I guess my message for this is that I need to give things a chance sometimes. I don't always take the risks that I probably should, just because it is outside my comfort zone. As I'm getting older, I'm going to eventually settle down and have kids and then I will really be outside of my comfort zone. I mean going outside that zone doesn't and isn't always a failure. I mean this past summer doing Perspectives...working 12 teenage girls who couldn't give a rat's ass what you think (that was my thinking at first, before I actually did it)? I was scared, I won't lie. But it turned out great and the girls found friends in not only the counselors but as well as each other.

I'm ending this here so I can stop rambling :)

Monday, November 14, 2011

new untitled poem!

Okay bear with me. The poems I've been writing lately come from nowhere and mostly don't make sense to anyone but me. BUT, I couldn't explain it if I tried. Anyways, I wanna know opinions and suggestions anyone may have for me.

(Untitled for now)
Faith. Reasoning. Irrational.
Faith is reasoning.
Reasoning is irrational.
Irrational is faith.
We are all connected, intertwined.
Connected through faith or lack thereof.
Intertwined through beliefs.
Six degrees of separation, it does not exist.
We all believe in something,
whether it be faith or reasoning.
Who really cares?
Can't we just all get along, peacefully?

Perspectives Camp

During the summer, I was able to work a great group of girls who were in need of guidance. For two weeks, fellow counselors and I, spent time with these girls. I could tell that each new day brought change. In the beginning, we had some issues. They were somewhat resistant to the whole thing and had no problem letting us know this. Some of the girls knew each other already and didn't like each other. There were cliques the first few days. No one wanted to associate with the others. Eventually, that got put aside and with each new day brought change. I can't speak for the girls in this program but I know that I can speak for myself. With each new day, I felt change. not only in myself, but in the girls as well. I felt like we were reaching out to them and getting through to them and changing them (I'm told that I did change at least one life). It was good and we had fun and of course, I took almost 1,000 pictures (seriously!) over the course of two weeks. But camp is now over.

It's been a few months and I do think about the girls quite a bit. Some I know are doing well, some I know are not. I just wonder for all the others, if they have been changed by this. I like to think so, but without being able to talk them, I don't think I will know. I wish I wrote more on this blog, because I feel like I have so much to say and I can't because this post would be way too long to catch up. Although I found friends in the counselors, we are not that close. But, I wish we were because they experienced this with me and they know what we went through in those two short weeks.

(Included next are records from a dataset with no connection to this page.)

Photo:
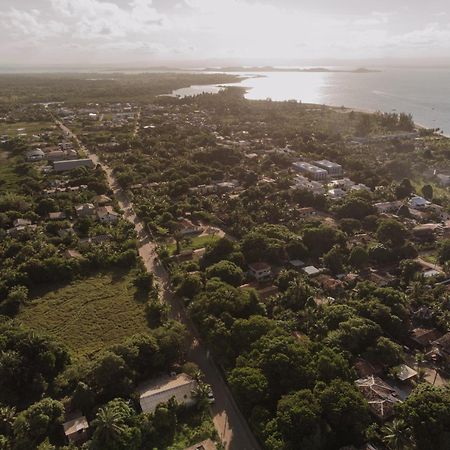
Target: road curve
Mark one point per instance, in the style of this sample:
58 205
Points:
230 424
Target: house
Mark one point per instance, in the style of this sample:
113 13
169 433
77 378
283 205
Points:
57 215
85 210
426 231
311 271
106 214
313 172
56 155
21 223
405 373
72 254
333 169
388 207
35 155
443 179
343 183
62 166
381 397
204 445
260 271
296 263
421 338
77 429
102 200
161 390
336 194
418 202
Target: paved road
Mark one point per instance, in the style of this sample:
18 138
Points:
228 420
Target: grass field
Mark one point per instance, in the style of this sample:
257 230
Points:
9 180
194 243
90 314
13 129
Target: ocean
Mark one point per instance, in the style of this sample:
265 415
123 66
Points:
422 92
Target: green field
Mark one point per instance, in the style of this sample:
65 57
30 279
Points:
13 129
88 315
9 179
194 243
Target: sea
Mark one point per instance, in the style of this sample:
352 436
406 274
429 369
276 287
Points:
422 92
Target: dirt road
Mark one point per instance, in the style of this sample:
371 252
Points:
230 424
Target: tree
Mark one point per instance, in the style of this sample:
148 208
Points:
40 420
391 232
249 385
427 412
444 251
358 258
409 268
346 411
227 271
404 189
427 191
112 429
321 240
397 436
386 352
298 417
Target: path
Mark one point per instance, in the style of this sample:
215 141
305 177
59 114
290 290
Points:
228 420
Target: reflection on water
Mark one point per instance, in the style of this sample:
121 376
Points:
425 93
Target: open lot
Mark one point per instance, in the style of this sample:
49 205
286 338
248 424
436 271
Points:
90 314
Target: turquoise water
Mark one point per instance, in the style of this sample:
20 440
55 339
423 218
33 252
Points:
425 93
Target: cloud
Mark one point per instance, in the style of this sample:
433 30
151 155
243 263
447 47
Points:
184 29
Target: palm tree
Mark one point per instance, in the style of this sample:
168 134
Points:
397 436
7 418
109 426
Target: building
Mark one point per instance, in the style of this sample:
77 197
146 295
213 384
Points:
333 169
336 194
381 397
443 179
85 210
418 202
161 390
106 214
422 338
313 172
59 215
385 207
441 348
260 271
306 212
77 429
204 445
62 166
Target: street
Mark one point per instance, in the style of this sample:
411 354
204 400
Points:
230 424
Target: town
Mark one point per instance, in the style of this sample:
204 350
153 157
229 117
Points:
211 272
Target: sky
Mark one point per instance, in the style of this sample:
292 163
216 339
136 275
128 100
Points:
183 32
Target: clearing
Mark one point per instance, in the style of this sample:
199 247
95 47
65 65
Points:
90 314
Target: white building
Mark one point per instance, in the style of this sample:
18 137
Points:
62 166
35 155
106 214
313 172
161 390
333 169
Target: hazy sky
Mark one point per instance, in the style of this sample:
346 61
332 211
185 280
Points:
160 31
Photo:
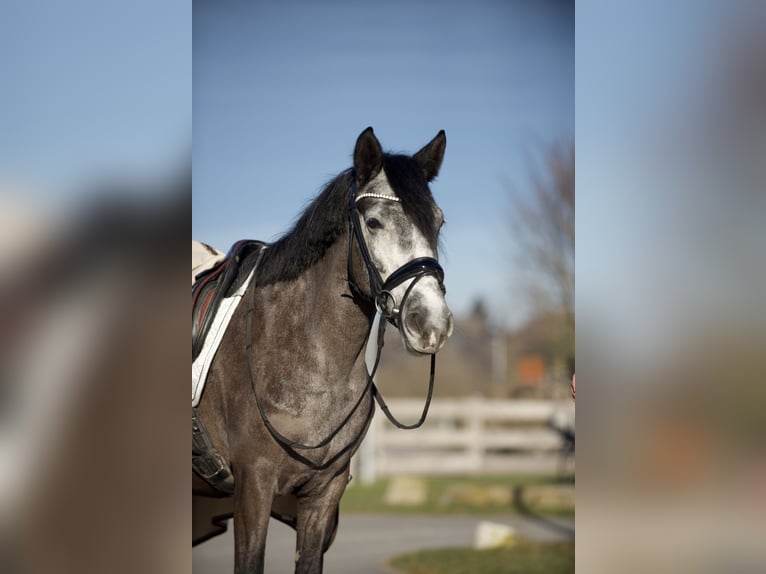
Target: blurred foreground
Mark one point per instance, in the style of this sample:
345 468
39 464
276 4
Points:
92 362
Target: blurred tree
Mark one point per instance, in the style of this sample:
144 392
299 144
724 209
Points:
543 230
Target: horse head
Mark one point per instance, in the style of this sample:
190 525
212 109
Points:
396 223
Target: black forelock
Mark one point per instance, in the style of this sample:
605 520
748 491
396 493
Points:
407 180
325 220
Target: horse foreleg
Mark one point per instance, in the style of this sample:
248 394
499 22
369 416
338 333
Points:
252 508
316 522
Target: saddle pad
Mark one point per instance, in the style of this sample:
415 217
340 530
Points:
204 257
201 365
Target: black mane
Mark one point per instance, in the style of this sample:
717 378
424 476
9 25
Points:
325 220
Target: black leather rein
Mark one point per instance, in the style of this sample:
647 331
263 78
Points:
382 298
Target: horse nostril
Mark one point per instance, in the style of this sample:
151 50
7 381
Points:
413 322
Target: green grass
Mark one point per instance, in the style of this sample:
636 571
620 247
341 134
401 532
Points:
523 557
361 498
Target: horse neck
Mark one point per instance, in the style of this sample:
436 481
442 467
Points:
320 304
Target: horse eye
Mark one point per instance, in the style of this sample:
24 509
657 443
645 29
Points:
373 223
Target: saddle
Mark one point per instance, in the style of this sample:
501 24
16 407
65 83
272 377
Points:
209 289
213 284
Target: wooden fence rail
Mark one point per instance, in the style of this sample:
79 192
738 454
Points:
470 436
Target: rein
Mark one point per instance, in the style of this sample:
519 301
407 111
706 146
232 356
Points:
386 306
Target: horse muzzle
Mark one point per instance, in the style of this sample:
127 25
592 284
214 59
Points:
425 323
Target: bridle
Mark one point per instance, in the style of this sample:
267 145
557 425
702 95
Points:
381 292
381 296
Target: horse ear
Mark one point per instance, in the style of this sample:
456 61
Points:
431 156
368 157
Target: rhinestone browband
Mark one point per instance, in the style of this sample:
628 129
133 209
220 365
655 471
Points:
377 196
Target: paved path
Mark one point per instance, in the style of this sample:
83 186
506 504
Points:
366 542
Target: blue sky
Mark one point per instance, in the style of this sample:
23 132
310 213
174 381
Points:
281 91
273 96
92 89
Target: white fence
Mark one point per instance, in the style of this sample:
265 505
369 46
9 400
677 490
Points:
469 436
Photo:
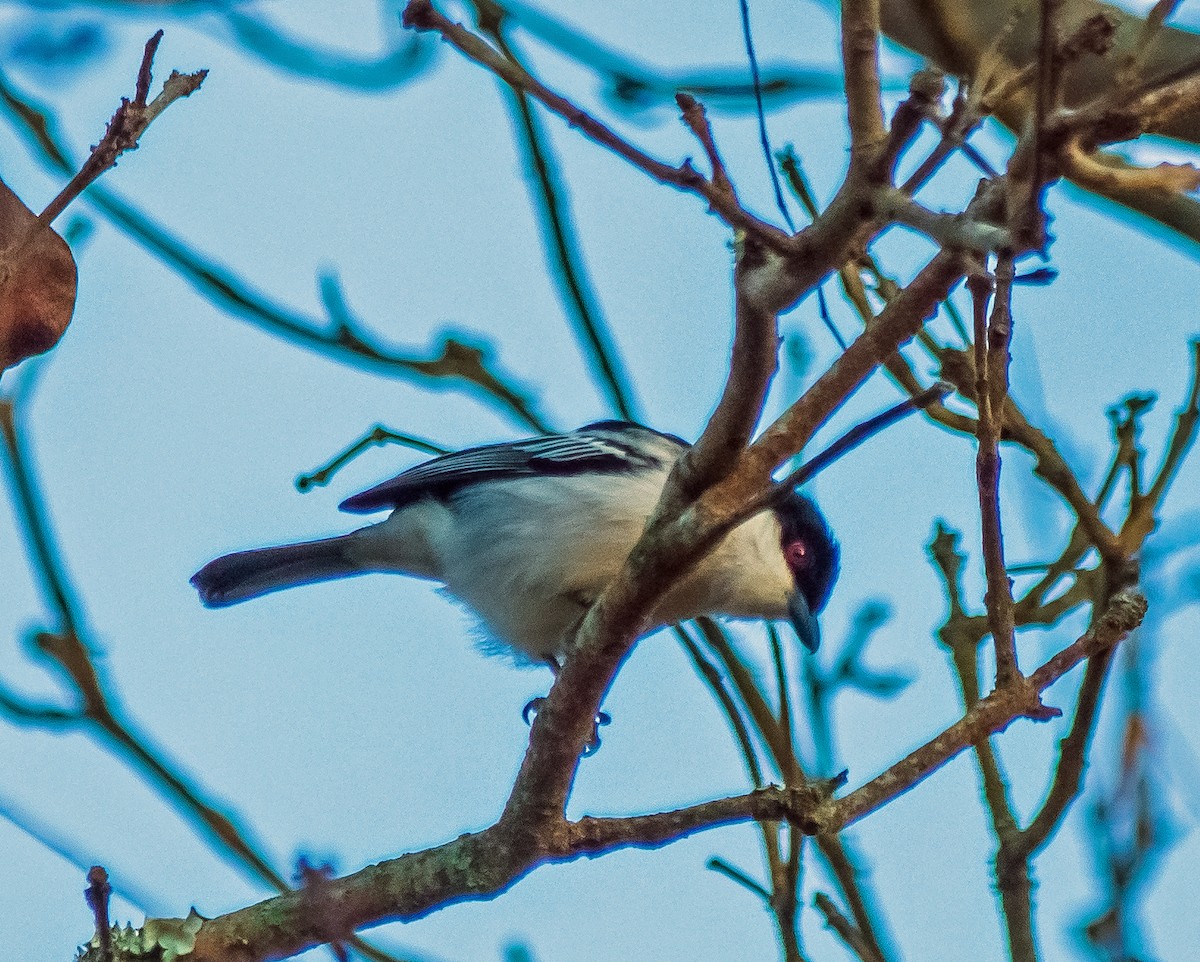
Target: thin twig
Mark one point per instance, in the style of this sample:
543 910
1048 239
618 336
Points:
993 338
763 138
580 299
421 14
126 127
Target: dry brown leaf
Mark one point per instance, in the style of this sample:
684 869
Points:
37 282
1103 169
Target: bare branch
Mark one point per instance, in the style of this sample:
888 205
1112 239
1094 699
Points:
993 714
421 14
126 127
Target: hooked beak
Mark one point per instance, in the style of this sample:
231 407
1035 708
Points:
804 621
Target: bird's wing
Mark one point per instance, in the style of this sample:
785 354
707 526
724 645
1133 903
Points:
605 446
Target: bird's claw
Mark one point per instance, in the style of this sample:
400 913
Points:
603 717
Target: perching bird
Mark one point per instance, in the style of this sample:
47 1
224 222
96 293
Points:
528 534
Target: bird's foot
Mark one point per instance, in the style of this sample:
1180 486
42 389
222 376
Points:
603 717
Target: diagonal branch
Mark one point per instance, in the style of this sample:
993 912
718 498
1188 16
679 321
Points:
421 14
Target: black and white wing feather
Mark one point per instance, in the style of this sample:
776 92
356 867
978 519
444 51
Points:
606 446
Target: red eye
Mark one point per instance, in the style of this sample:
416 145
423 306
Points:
797 554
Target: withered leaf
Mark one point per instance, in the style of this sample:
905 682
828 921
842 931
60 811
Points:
37 282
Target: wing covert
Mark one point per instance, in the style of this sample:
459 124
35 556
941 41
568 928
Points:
551 455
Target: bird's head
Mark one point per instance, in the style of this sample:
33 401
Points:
811 555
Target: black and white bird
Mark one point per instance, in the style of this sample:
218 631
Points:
527 535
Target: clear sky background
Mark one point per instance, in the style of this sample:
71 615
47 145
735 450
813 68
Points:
355 721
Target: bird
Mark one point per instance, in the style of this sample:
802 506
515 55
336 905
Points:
527 534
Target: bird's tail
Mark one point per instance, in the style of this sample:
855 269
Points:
250 573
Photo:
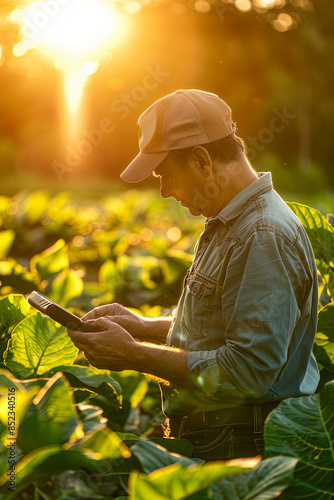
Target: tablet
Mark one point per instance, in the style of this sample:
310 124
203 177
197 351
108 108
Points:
65 318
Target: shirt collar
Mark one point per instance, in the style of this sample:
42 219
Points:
239 203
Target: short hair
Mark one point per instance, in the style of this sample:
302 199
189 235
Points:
228 149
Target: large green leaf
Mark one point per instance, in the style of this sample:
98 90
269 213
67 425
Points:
320 232
47 460
110 276
324 341
37 345
303 428
51 262
152 457
6 242
321 235
14 398
52 414
93 379
177 482
13 309
134 385
105 444
266 481
16 277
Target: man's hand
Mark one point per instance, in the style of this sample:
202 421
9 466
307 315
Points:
141 328
111 348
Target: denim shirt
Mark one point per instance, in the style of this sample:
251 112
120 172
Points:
248 309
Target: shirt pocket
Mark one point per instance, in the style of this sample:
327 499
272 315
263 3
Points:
198 306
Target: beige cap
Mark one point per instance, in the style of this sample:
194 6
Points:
179 120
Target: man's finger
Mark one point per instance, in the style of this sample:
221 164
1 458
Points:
98 312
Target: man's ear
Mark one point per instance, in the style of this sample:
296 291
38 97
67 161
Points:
203 160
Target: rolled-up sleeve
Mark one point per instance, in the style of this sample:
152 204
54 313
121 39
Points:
260 308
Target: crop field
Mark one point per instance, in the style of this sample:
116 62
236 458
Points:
71 431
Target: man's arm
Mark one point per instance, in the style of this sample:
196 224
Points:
261 302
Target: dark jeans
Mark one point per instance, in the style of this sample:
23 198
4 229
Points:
226 442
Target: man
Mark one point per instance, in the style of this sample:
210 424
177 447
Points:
241 337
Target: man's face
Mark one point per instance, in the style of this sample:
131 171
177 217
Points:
183 183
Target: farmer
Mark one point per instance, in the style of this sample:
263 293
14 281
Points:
241 337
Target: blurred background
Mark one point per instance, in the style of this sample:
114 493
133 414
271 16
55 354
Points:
76 74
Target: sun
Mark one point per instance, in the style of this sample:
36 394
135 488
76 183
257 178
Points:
69 26
75 34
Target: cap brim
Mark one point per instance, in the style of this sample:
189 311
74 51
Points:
142 166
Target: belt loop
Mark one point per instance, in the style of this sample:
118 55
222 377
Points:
257 418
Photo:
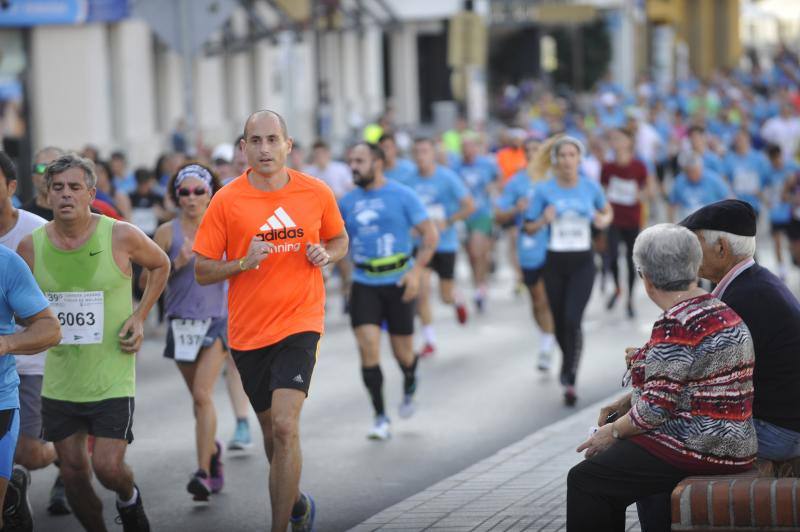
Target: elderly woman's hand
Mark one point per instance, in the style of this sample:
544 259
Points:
598 442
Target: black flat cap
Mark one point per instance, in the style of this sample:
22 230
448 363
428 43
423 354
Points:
732 216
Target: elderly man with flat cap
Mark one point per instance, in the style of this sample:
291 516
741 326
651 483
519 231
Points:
727 233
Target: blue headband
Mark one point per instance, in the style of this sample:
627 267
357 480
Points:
193 170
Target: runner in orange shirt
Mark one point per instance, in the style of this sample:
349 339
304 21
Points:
511 158
270 232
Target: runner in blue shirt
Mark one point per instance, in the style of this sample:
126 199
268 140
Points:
397 168
379 216
747 170
447 201
479 174
780 213
567 206
531 249
695 187
21 302
698 141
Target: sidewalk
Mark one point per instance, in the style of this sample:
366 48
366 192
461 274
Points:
521 487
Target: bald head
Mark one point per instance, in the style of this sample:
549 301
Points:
266 114
266 144
48 155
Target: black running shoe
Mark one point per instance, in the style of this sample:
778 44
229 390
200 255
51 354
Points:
199 486
58 499
17 513
132 518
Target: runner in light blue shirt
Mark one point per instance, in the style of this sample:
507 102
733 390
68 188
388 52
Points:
531 249
747 171
397 168
695 188
447 201
379 216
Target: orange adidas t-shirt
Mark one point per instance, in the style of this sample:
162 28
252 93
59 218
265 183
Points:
286 295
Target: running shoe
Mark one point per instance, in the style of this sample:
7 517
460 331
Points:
217 471
17 512
132 518
58 499
613 299
428 350
407 406
305 522
545 358
241 437
199 486
461 313
380 430
570 398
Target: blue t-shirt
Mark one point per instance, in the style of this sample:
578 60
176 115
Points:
575 209
441 193
477 177
713 162
21 296
402 171
748 175
781 211
531 249
379 223
689 196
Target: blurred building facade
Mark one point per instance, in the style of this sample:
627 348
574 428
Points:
330 66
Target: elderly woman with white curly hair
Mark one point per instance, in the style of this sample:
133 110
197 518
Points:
690 411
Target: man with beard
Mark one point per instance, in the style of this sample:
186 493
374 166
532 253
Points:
380 215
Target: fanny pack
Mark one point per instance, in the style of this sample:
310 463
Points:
384 265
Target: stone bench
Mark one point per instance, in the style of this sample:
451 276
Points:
764 498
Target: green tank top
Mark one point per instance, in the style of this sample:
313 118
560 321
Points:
92 298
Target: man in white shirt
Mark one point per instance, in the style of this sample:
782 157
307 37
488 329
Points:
336 174
784 130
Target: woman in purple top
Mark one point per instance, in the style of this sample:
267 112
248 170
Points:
197 320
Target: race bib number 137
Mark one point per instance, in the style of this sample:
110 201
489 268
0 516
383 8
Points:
80 315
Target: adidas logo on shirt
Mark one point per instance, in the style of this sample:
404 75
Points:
280 226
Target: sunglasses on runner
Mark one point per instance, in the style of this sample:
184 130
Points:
198 191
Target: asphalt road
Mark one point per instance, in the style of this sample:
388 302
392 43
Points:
480 393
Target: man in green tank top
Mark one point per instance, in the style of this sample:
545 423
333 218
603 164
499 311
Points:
82 262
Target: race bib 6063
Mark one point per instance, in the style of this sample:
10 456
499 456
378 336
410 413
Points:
80 315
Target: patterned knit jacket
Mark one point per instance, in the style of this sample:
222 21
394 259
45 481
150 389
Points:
693 389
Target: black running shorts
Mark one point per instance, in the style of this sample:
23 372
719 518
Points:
286 364
111 418
371 305
531 276
444 264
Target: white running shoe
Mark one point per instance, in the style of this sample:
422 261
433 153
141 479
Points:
407 407
544 361
380 430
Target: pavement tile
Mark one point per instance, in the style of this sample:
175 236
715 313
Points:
521 487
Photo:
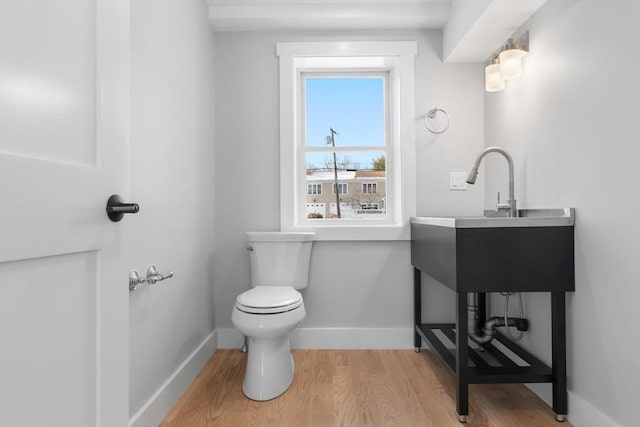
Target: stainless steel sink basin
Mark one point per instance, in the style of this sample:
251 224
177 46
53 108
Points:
562 217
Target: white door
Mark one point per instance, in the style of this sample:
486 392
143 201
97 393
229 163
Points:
63 151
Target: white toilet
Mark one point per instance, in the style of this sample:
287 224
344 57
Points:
272 309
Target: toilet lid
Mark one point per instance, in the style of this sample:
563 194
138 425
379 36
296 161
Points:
269 299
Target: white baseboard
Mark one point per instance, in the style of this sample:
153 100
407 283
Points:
162 401
581 413
333 338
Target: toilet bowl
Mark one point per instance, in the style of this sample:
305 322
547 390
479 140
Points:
272 309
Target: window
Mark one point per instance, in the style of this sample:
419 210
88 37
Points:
347 117
314 188
369 187
342 188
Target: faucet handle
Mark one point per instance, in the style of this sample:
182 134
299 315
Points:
502 207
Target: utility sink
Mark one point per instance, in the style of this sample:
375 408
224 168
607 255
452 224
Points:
526 218
533 252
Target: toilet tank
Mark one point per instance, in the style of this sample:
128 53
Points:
280 258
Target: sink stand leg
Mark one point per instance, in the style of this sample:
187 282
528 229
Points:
462 363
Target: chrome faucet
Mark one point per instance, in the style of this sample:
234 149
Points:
510 206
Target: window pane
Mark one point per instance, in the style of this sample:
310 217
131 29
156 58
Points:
353 106
361 178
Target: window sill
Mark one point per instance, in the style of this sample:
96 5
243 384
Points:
356 233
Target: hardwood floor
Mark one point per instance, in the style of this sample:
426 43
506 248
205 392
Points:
354 388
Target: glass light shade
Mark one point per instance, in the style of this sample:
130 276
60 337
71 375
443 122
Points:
511 63
492 80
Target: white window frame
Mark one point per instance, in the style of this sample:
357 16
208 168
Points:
340 184
370 185
395 58
316 185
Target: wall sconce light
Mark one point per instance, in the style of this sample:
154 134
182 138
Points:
493 81
508 63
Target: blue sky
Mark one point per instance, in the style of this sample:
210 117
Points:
354 107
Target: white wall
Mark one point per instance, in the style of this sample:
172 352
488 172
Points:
571 124
172 178
353 284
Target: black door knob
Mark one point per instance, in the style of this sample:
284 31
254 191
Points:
116 208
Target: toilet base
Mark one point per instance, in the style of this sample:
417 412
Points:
270 368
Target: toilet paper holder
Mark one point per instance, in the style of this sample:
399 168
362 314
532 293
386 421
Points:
153 276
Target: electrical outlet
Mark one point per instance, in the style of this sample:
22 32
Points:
458 181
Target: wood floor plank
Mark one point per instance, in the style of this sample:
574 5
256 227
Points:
354 388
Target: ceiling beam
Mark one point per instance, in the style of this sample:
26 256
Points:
477 28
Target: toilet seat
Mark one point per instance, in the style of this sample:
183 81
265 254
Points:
269 300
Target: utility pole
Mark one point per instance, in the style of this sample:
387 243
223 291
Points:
332 140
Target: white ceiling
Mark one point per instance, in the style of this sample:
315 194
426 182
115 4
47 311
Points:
472 29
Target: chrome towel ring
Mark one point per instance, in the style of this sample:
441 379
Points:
436 121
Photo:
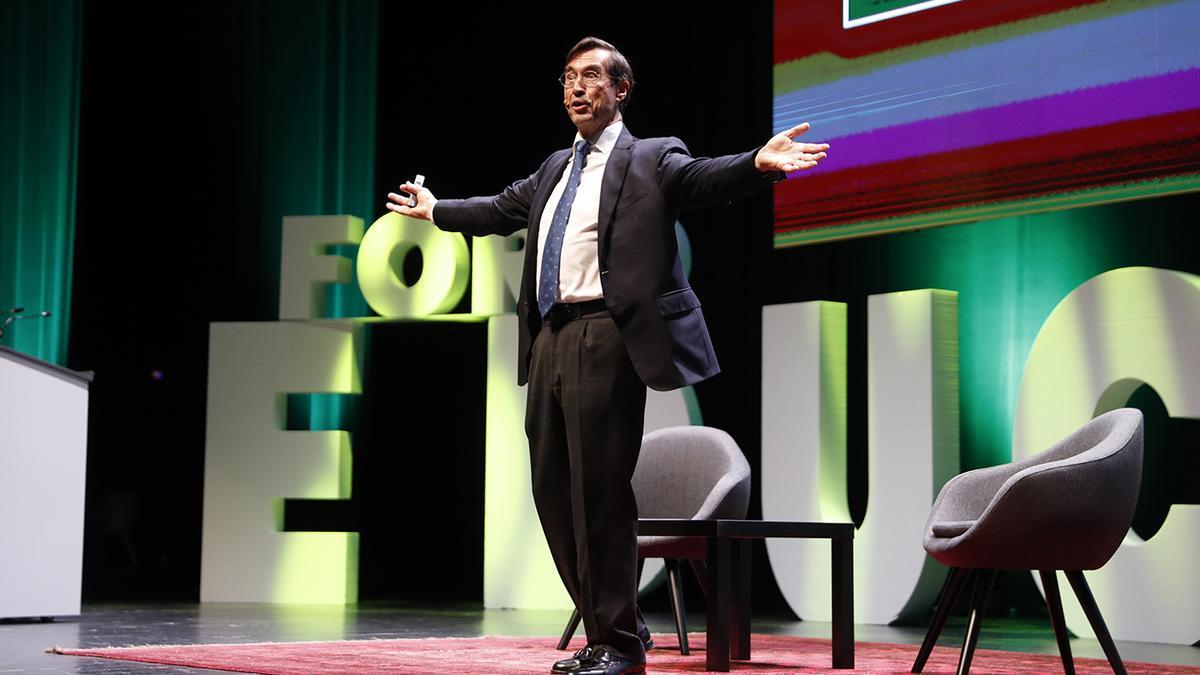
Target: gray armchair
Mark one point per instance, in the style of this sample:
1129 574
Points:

I can say two things. One, the woman who ran the whole thing, is so amazing. She came up with this program because someone asked her to. She's a marine (should she ever read this, thank you for your service), but she knew that having a boot camp style thing was not the way to go. I feel so blessed to know and that I feel that I am a better person for knowing her. And two, the camp was amazing. We did and do great things and I do keep in touch with some of the girls. I really look forward to doing this again next year with a new group of girls and I hope some can come from this previous year.